Now, as the farmed oysters grow in their shells, the marisqueiras use their years of shellfishing experience and familiarity with the species to harvest them. “They call me and send happy videos for each new achievement, like when they took more than a thousand oyster seeds from the collectors,” says Andrade. “They already know how to handle the crop, they already know when and how to clean the oysters, change the pillows, and remove the seeds. They already dominate all the steps and do everything by themselves.” Combined, the Capanema and Baixão do Guaí crops have produced around 1,400 sets of ready-to-market oysters by the dozen, and the marisqueiras are preparing to carry out their first commercialization of the cultivated oysters.

This year, the oyster aquaculture project won the marisqueiras the country’s Women’s Consulate Award and a R$10,000 prize, which will be used to purchase the land on which the Mariquilombo association headquarters will be built.
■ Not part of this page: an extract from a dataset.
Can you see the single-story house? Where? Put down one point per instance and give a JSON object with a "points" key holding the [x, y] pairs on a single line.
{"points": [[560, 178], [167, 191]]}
The marisqueiras are hoping to eventually build a semi-industrial kitchen at the office, where they can make breads, cookies, biscuits and cassava products for an alternative source of income.

Andrade says the marisqueiras’ work has empowered them to find more ways to better their livelihood. They’ve used funds raised during the campaign to buy legionary caps, neoprene boots, and sun protective shirts to wear while gleaning. They’re now selling their oysters by the dozen rather than individually, and have begun negotiating prices for their catch with end customers rather than middlemen. “They feel more confident and proud of what they do,” says Andrade. “Many are no longer afraid or ashamed of public speaking or exposing their opinions.” Andrade aims to help them continue to drive positive change, for their communities and for themselves. “I intend to continue to advise them even after the end of Rare’s partnership with the Vovó do Mangue Foundation, until they can walk alone,” he says. “This is my responsibility.”